歴史、科学、芸術、文学、社会一般に関するブログです。

海を渡った誇り高きサムライ 松井秀喜

心が変われば、行動が変わる。
行動が変われば、習慣が変わる。
習慣が変われば、人格が変わる。
人格が変われば、運命が変わる。
松井秀喜氏の星稜高校時代の野球部監督 山下智茂氏)

2009年シリーズ、アメリカ・メジャーリーグでの松井秀喜選手の話である。

2010年 1月9日(土)朝起きて、遅い朝食をとっていた時、たまたまNHKでアメリカMBLの松井秀喜についてのドキュメント番組をやっていた。作家の伊集院静さんが、雑誌で記事を連載をしていた関係で、松井がアメリカへ来てからの軌跡を追いかけたドキュメントだった。

f:id:monmocafe:20190429215345j:plain

Wikipedia

松井がメジャーリーグデビューした試合は、鮮烈なものだったから、野球に興味のない人でも覚えているかも知れない。なんとその試合で、満塁ホームランを放ち、グランドを一周してベンチに入ってからも鳴りやまない観客のスタンディングオベーションに、ベンチから出てきて帽子を振って応えたのだった。

しかし、この派手なデビュー戦の後、5月は長いスランプに入り、オーナーのスタインブレーナから「力のない選手を採ったつもりはない」と批判もされた。しかし、トーリー監督は松井を使い続ける。不調の時、打順を5番から7番に下げる時、松井に言う。
「本当は、休ませたいが、お前は守備になくてはならない。バッティングは今のまま続けていればいい」
そして、「松井は、日本からきた誇り高い若者だ」と、彼を批判から守った。

調子は6月になって戻る。地区優勝がかかるレッドソックスとの試合で、マルチネス投手を打ちあぐね 4-0とリードされた終盤に、同点に追いついた時、2塁走者だった松井がホームに滑り込み、「やったー」とばかりに体を丸めて飛び上がった姿の写真は、スポーツ紙の一面を大きく飾った。
ヤンキースはその年、地区優勝を飾った。

同僚の強打者ジアンビー、「今シーズン、松井がいなかったらと思うとぞっとする」。
ト―リー監督、「松井は男の中の男だ。たとえ不調でも、全力で試合に臨んだ」。

松井はヤンキーズのファン、特に子供のファンが多かったという。しかも、内気でおとなしい少年が多い。ファンへのインタビューに背を向けて母親にしがみつきながら答えているような少年もいた。黙々とプレーを続ける松井の姿に、何か自分の性格を重ね合わせて親近感を感じている少年が多いのかも知れない。

地元の女性新聞記者は、そんな松井をこう評している。
「肩が特別にいいわけではないが、誰よりもすばやく内野に返球します。走塁もいいし、バッティングも勝負強い。目立たないことをしっかりやるのは、スターであることより大事なことなんです」

松井は、中学2年以来、人の悪口を言ったことがないという。
伊集院は、本当か、と松井に質すと、松井は本当だ、という。
やるべきことを黙々とやる松井の姿に、チームメートは信頼を寄せるようになったようだ。確か、一昨年は、ロドリゲス主将のもとで、副主将をしていたと思う。

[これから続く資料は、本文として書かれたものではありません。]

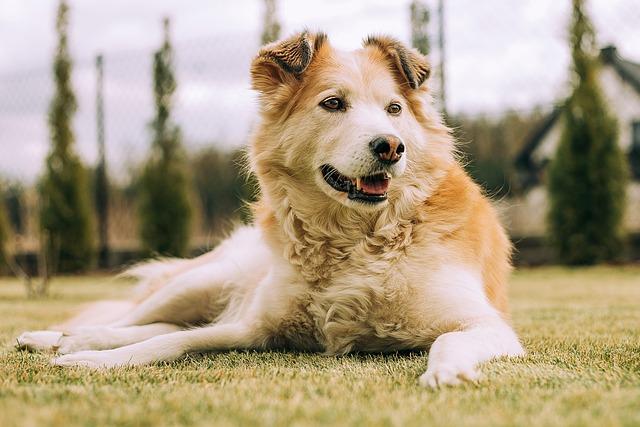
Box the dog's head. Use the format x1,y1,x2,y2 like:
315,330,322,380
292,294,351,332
251,32,451,217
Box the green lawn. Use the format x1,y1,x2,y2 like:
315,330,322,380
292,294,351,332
0,267,640,427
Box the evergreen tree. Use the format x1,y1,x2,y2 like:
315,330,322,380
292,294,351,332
0,188,9,274
410,0,430,55
139,19,192,256
40,1,93,272
261,0,280,44
548,0,627,265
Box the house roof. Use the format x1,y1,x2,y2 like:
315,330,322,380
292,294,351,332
515,46,640,170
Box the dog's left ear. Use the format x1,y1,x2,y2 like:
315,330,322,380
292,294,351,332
363,36,431,89
251,31,327,93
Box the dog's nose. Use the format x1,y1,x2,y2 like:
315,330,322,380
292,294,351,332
369,135,404,164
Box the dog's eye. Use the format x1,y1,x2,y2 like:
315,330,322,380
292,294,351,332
320,96,345,111
387,102,402,116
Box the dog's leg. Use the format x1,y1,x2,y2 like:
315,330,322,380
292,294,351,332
420,319,524,388
18,323,183,354
109,263,236,328
51,323,263,369
420,268,524,388
18,323,182,354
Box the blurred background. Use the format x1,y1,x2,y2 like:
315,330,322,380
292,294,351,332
0,0,640,288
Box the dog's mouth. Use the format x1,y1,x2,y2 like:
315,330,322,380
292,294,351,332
320,165,391,203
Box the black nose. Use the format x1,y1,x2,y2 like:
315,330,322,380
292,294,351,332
369,135,404,164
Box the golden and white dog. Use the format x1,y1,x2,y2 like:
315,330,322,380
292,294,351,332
18,32,523,387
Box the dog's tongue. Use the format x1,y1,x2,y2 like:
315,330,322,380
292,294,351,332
360,176,389,196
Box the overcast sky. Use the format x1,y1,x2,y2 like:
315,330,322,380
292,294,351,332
0,0,640,181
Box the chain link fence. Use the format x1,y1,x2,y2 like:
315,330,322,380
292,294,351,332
0,0,640,266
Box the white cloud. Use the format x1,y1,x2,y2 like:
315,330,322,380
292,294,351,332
0,0,640,179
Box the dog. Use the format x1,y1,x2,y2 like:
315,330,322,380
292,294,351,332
18,31,524,388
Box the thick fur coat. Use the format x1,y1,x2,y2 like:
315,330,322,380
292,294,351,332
18,32,523,387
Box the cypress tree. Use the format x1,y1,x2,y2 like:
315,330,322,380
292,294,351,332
0,188,9,274
39,1,93,272
260,0,280,44
410,0,431,55
139,19,192,256
548,0,627,265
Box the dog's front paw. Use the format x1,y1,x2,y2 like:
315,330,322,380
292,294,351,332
51,351,126,369
419,363,480,388
16,331,62,351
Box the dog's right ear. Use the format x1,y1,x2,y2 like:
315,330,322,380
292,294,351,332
251,31,327,93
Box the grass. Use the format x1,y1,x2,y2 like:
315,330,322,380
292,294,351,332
0,267,640,427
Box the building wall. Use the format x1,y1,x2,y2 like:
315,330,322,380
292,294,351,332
496,182,640,238
512,61,640,237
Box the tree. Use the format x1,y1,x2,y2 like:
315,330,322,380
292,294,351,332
139,19,192,256
0,188,9,274
410,0,431,55
39,1,93,272
261,0,280,44
548,0,627,265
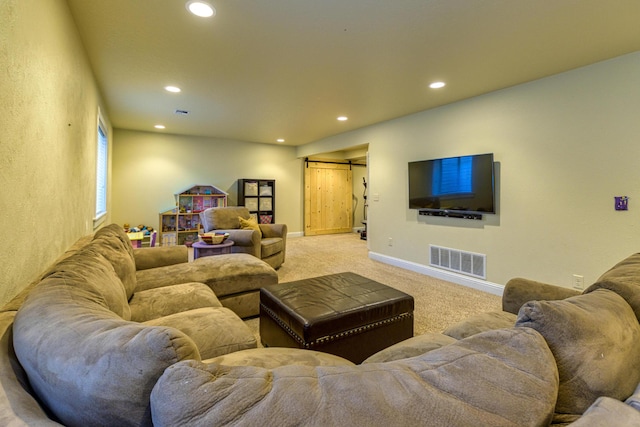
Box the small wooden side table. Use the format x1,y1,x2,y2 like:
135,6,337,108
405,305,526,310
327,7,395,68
193,239,234,260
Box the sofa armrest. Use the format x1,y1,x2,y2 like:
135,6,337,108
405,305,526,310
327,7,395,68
133,245,189,270
260,224,287,238
502,277,582,314
215,229,262,258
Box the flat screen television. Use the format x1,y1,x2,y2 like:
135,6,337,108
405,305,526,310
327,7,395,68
409,153,495,217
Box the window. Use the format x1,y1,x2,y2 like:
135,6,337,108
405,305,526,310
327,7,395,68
94,114,109,227
432,156,473,196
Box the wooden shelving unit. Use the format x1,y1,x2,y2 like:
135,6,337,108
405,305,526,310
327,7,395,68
238,178,276,224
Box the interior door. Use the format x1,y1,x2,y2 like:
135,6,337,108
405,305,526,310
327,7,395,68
304,160,353,236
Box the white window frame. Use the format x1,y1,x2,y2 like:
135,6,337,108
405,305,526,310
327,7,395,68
93,109,109,229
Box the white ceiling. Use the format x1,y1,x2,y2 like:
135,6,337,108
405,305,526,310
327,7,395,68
68,0,640,145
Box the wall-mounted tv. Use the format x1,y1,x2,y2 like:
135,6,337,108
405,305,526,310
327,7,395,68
409,154,495,219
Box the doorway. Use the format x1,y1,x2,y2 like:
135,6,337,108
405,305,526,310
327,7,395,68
304,159,353,236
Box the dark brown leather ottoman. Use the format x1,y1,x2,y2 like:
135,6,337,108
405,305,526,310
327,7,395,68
260,273,413,363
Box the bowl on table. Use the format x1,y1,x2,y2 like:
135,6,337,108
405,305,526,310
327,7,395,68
200,233,229,245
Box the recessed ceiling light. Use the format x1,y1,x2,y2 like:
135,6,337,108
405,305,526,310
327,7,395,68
187,1,216,18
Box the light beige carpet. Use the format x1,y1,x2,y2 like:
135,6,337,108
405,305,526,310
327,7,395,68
246,233,501,342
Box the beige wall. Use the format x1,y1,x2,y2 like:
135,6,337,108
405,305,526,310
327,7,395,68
112,129,303,233
0,0,108,304
298,53,640,286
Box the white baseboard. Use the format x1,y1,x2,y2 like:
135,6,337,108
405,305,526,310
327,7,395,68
369,252,504,297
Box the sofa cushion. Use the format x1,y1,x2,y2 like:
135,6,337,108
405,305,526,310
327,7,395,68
129,282,222,322
136,254,278,301
202,347,353,369
41,251,131,320
570,396,640,427
0,311,60,427
200,206,251,232
144,307,257,359
584,253,640,320
362,332,457,363
625,384,640,411
151,328,558,427
516,289,640,420
13,280,200,426
238,216,262,233
442,311,518,340
87,224,136,299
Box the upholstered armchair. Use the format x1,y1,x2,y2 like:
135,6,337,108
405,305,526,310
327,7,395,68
200,206,287,268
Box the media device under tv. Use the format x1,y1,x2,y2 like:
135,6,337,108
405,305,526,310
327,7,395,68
409,154,495,219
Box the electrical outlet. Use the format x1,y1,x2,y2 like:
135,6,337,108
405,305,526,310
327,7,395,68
573,274,584,290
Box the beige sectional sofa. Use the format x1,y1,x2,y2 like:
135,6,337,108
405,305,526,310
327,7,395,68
151,254,640,427
0,224,277,426
0,231,640,427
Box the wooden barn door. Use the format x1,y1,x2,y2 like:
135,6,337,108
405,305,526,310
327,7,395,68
304,160,353,236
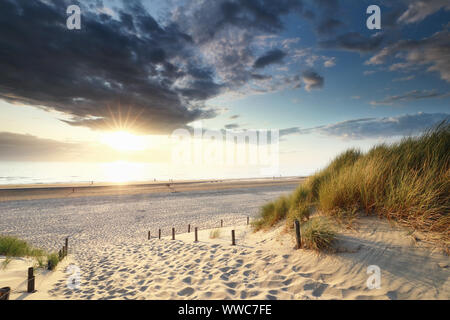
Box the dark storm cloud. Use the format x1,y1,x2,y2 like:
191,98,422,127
175,0,303,43
253,49,286,69
371,90,450,105
366,26,450,82
0,0,221,133
317,18,344,35
280,112,450,139
171,0,303,90
0,0,310,133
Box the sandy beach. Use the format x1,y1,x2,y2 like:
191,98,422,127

そして、膝の怪我もあり、2009年のシーズンは指名打者であったが、ワールドシリーズで、天敵マルチネスを打ち崩してMVPとなったのは記憶に新しい。伊集院はその試合を見ていて、鳥肌が立ったという。そして、必ずしも満足していなかった今シーズン。

人間は「苦節」にある時に、その人の真価が問われると、伊集院さんはいう。
松井はワールドシリーズで、それに見事に答えたのである。

松井秀喜35歳、2010年は、ヤンキースを離れ、エンジェルスに移籍しプレーすることになった。2011年はさらに、アスレチックスに移籍し、プレーを続けている。
海を渡った、日本の「誇り高き」サムライの戦いは、なお続いている。